Ether crawler

 

crawler connection problem

etherscan crawler

    I’ve written this crawler to collect some contracts information from etherscan. However, a few months later, I can’t access this website anymore. At first I thought that’s because I’ve got too much information from this website, so I’m banned from this website. However, even if my ip has adjusted, I still can’t access this website through my crawler.
Later I found out that this is not some kind of connection problem. At the beginning this website is available without proxy, but now I have to access it with proxy. So that’s the problem. There are a lot of differences with or without a proxy.
Here is my code at the beginning:

url = 'https://etherscan.io/address/'+address[i]+'#code'    
strhtml = requests.get(url).text

    address here is a list that stores all of the addresses I wanted to collect information from.
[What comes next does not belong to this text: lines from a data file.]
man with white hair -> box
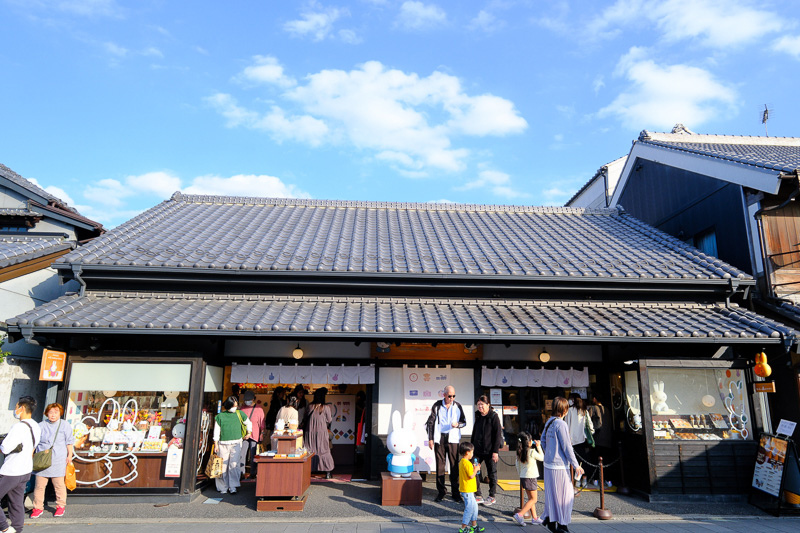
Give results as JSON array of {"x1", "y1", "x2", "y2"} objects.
[{"x1": 425, "y1": 385, "x2": 466, "y2": 503}]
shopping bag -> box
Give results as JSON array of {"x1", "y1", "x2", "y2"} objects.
[
  {"x1": 205, "y1": 453, "x2": 224, "y2": 479},
  {"x1": 65, "y1": 462, "x2": 77, "y2": 491}
]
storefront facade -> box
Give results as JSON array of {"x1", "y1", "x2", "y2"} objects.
[{"x1": 7, "y1": 195, "x2": 795, "y2": 500}]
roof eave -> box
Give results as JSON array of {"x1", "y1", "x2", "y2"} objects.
[{"x1": 610, "y1": 142, "x2": 784, "y2": 207}]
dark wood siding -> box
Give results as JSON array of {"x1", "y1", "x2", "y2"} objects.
[{"x1": 618, "y1": 159, "x2": 753, "y2": 274}]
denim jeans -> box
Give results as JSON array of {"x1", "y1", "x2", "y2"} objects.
[{"x1": 461, "y1": 491, "x2": 478, "y2": 525}]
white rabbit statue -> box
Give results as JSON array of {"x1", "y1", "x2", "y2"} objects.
[
  {"x1": 387, "y1": 410, "x2": 417, "y2": 478},
  {"x1": 651, "y1": 381, "x2": 671, "y2": 413}
]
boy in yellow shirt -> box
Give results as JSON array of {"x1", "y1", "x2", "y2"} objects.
[{"x1": 457, "y1": 442, "x2": 485, "y2": 533}]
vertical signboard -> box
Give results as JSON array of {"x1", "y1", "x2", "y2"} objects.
[
  {"x1": 39, "y1": 349, "x2": 67, "y2": 382},
  {"x1": 753, "y1": 434, "x2": 788, "y2": 497},
  {"x1": 403, "y1": 364, "x2": 450, "y2": 472}
]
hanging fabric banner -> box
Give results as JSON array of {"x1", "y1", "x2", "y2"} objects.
[
  {"x1": 403, "y1": 364, "x2": 450, "y2": 472},
  {"x1": 358, "y1": 365, "x2": 376, "y2": 384}
]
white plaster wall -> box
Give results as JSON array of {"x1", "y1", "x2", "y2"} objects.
[{"x1": 1, "y1": 268, "x2": 78, "y2": 431}]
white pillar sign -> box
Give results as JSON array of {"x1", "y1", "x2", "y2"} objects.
[{"x1": 403, "y1": 364, "x2": 450, "y2": 472}]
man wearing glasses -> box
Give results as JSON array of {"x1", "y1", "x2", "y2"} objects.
[{"x1": 425, "y1": 385, "x2": 467, "y2": 502}]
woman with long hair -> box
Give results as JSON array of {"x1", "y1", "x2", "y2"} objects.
[
  {"x1": 540, "y1": 397, "x2": 583, "y2": 533},
  {"x1": 305, "y1": 387, "x2": 335, "y2": 478},
  {"x1": 564, "y1": 393, "x2": 593, "y2": 486}
]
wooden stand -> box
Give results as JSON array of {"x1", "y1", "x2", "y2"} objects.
[
  {"x1": 255, "y1": 452, "x2": 313, "y2": 512},
  {"x1": 381, "y1": 471, "x2": 422, "y2": 506},
  {"x1": 271, "y1": 432, "x2": 303, "y2": 454}
]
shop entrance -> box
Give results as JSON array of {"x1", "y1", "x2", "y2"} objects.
[{"x1": 227, "y1": 380, "x2": 368, "y2": 480}]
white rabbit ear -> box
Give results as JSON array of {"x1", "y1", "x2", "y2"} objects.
[
  {"x1": 391, "y1": 410, "x2": 402, "y2": 433},
  {"x1": 403, "y1": 410, "x2": 414, "y2": 431},
  {"x1": 652, "y1": 381, "x2": 658, "y2": 392}
]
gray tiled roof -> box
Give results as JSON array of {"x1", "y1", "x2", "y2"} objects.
[
  {"x1": 57, "y1": 194, "x2": 750, "y2": 281},
  {"x1": 0, "y1": 236, "x2": 74, "y2": 269},
  {"x1": 7, "y1": 291, "x2": 790, "y2": 342},
  {"x1": 639, "y1": 131, "x2": 800, "y2": 173},
  {"x1": 0, "y1": 163, "x2": 77, "y2": 213},
  {"x1": 0, "y1": 208, "x2": 37, "y2": 216}
]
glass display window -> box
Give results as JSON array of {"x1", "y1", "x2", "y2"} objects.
[
  {"x1": 66, "y1": 362, "x2": 192, "y2": 489},
  {"x1": 624, "y1": 370, "x2": 643, "y2": 433},
  {"x1": 647, "y1": 367, "x2": 752, "y2": 441}
]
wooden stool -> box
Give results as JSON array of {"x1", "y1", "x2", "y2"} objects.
[{"x1": 381, "y1": 472, "x2": 422, "y2": 506}]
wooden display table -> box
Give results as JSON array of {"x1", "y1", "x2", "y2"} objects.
[
  {"x1": 255, "y1": 452, "x2": 313, "y2": 511},
  {"x1": 271, "y1": 432, "x2": 303, "y2": 454},
  {"x1": 381, "y1": 471, "x2": 422, "y2": 506}
]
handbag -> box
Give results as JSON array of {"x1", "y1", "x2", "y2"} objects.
[
  {"x1": 584, "y1": 415, "x2": 595, "y2": 448},
  {"x1": 65, "y1": 462, "x2": 77, "y2": 491},
  {"x1": 205, "y1": 452, "x2": 224, "y2": 479},
  {"x1": 25, "y1": 420, "x2": 60, "y2": 472},
  {"x1": 237, "y1": 411, "x2": 247, "y2": 439}
]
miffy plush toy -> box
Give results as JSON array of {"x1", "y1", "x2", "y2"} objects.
[
  {"x1": 651, "y1": 381, "x2": 670, "y2": 413},
  {"x1": 387, "y1": 410, "x2": 417, "y2": 478}
]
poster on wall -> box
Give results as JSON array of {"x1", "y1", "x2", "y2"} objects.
[
  {"x1": 752, "y1": 434, "x2": 788, "y2": 497},
  {"x1": 39, "y1": 349, "x2": 66, "y2": 382},
  {"x1": 403, "y1": 364, "x2": 450, "y2": 472},
  {"x1": 327, "y1": 394, "x2": 356, "y2": 446}
]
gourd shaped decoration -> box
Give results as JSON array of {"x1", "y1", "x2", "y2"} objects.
[
  {"x1": 386, "y1": 410, "x2": 417, "y2": 478},
  {"x1": 651, "y1": 381, "x2": 671, "y2": 413}
]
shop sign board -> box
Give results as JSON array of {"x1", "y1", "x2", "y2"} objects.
[
  {"x1": 754, "y1": 382, "x2": 776, "y2": 393},
  {"x1": 39, "y1": 349, "x2": 66, "y2": 382},
  {"x1": 777, "y1": 419, "x2": 796, "y2": 437},
  {"x1": 327, "y1": 394, "x2": 356, "y2": 445},
  {"x1": 164, "y1": 446, "x2": 183, "y2": 477},
  {"x1": 403, "y1": 364, "x2": 450, "y2": 472},
  {"x1": 490, "y1": 388, "x2": 502, "y2": 406},
  {"x1": 752, "y1": 434, "x2": 788, "y2": 497}
]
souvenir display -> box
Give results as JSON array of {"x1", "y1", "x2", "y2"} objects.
[{"x1": 648, "y1": 367, "x2": 753, "y2": 441}]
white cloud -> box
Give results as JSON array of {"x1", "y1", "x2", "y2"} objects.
[
  {"x1": 597, "y1": 47, "x2": 738, "y2": 129},
  {"x1": 589, "y1": 0, "x2": 784, "y2": 48},
  {"x1": 284, "y1": 3, "x2": 347, "y2": 41},
  {"x1": 773, "y1": 35, "x2": 800, "y2": 59},
  {"x1": 542, "y1": 186, "x2": 571, "y2": 205},
  {"x1": 9, "y1": 0, "x2": 124, "y2": 18},
  {"x1": 592, "y1": 76, "x2": 605, "y2": 94},
  {"x1": 457, "y1": 169, "x2": 529, "y2": 199},
  {"x1": 238, "y1": 55, "x2": 297, "y2": 88},
  {"x1": 103, "y1": 41, "x2": 127, "y2": 57},
  {"x1": 338, "y1": 29, "x2": 362, "y2": 44},
  {"x1": 212, "y1": 59, "x2": 527, "y2": 175},
  {"x1": 206, "y1": 94, "x2": 329, "y2": 146},
  {"x1": 77, "y1": 171, "x2": 308, "y2": 226},
  {"x1": 142, "y1": 47, "x2": 163, "y2": 58},
  {"x1": 182, "y1": 174, "x2": 310, "y2": 198},
  {"x1": 468, "y1": 10, "x2": 503, "y2": 33},
  {"x1": 43, "y1": 186, "x2": 76, "y2": 206},
  {"x1": 396, "y1": 1, "x2": 447, "y2": 30},
  {"x1": 83, "y1": 172, "x2": 182, "y2": 207}
]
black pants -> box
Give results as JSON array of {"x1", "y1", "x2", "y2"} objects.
[
  {"x1": 0, "y1": 472, "x2": 29, "y2": 532},
  {"x1": 474, "y1": 452, "x2": 498, "y2": 498},
  {"x1": 434, "y1": 435, "x2": 459, "y2": 497}
]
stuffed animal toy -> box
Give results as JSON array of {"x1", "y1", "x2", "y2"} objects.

And the error is as follows:

Traceback (most recent call last):
  File "/Users/jiru/fake_deposit/lib/python3.7/site-packages/urllib3/connection.py", line 157, in _new_conn
    (self._dns_host, self.port), self.timeout, **extra_kw
  File "/Users/jiru/fake_deposit/lib/python3.7/site-packages/urllib3/util/connection.py", line 84, in create_connection
    raise err
  File "/Users/jiru/fake_deposit/lib/python3.7/site-packages/urllib3/util/connection.py", line 74, in create_connection
    sock.connect(sa)
TimeoutError: [Errno 60] Operation timed out

During handling of the above exception, another exception occurred:

Traceback (most recent call last):
  File "/Users/jiru/fake_deposit/lib/python3.7/site-packages/urllib3/connectionpool.py", line 672, in urlopen
    chunked=chunked,
  File "/Users/jiru/fake_deposit/lib/python3.7/site-packages/urllib3/connectionpool.py", line 376, in _make_request
    self._validate_conn(conn)
  File "/Users/jiru/fake_deposit/lib/python3.7/site-packages/urllib3/connectionpool.py", line 994, in _validate_conn
    conn.connect()
  File "/Users/jiru/fake_deposit/lib/python3.7/site-packages/urllib3/connection.py", line 300, in connect
    conn = self._new_conn()
  File "/Users/jiru/fake_deposit/lib/python3.7/site-packages/urllib3/connection.py", line 169, in _new_conn
    self, "Failed to establish a new connection: %s" % e
urllib3.exceptions.NewConnectionError: <urllib3.connection.VerifiedHTTPSConnection object at 0x107a3e490>: Failed to establish a new connection: [Errno 60] Operation timed out

During handling of the above exception, another exception occurred:

Traceback (most recent call last):
  File "/Users/jiru/fake_deposit/lib/python3.7/site-packages/requests/adapters.py", line 449, in send
    timeout=timeout
  File "/Users/jiru/fake_deposit/lib/python3.7/site-packages/urllib3/connectionpool.py", line 720, in urlopen
    method, url, error=e, _pool=self, _stacktrace=sys.exc_info()[2]
  File "/Users/jiru/fake_deposit/lib/python3.7/site-packages/urllib3/util/retry.py", line 436, in increment
    raise MaxRetryError(_pool, url, error or ResponseError(cause))
urllib3.exceptions.MaxRetryError: HTTPSConnectionPool(host='etherscan.io', port=443): Max retries exceeded with url: /address/0x43335787c62aaaa9194a8c00c82e034094240340 (Caused by NewConnectionError('<urllib3.connection.VerifiedHTTPSConnection object at 0x107a3e490>: Failed to establish a new connection: [Errno 60] Operation timed out'))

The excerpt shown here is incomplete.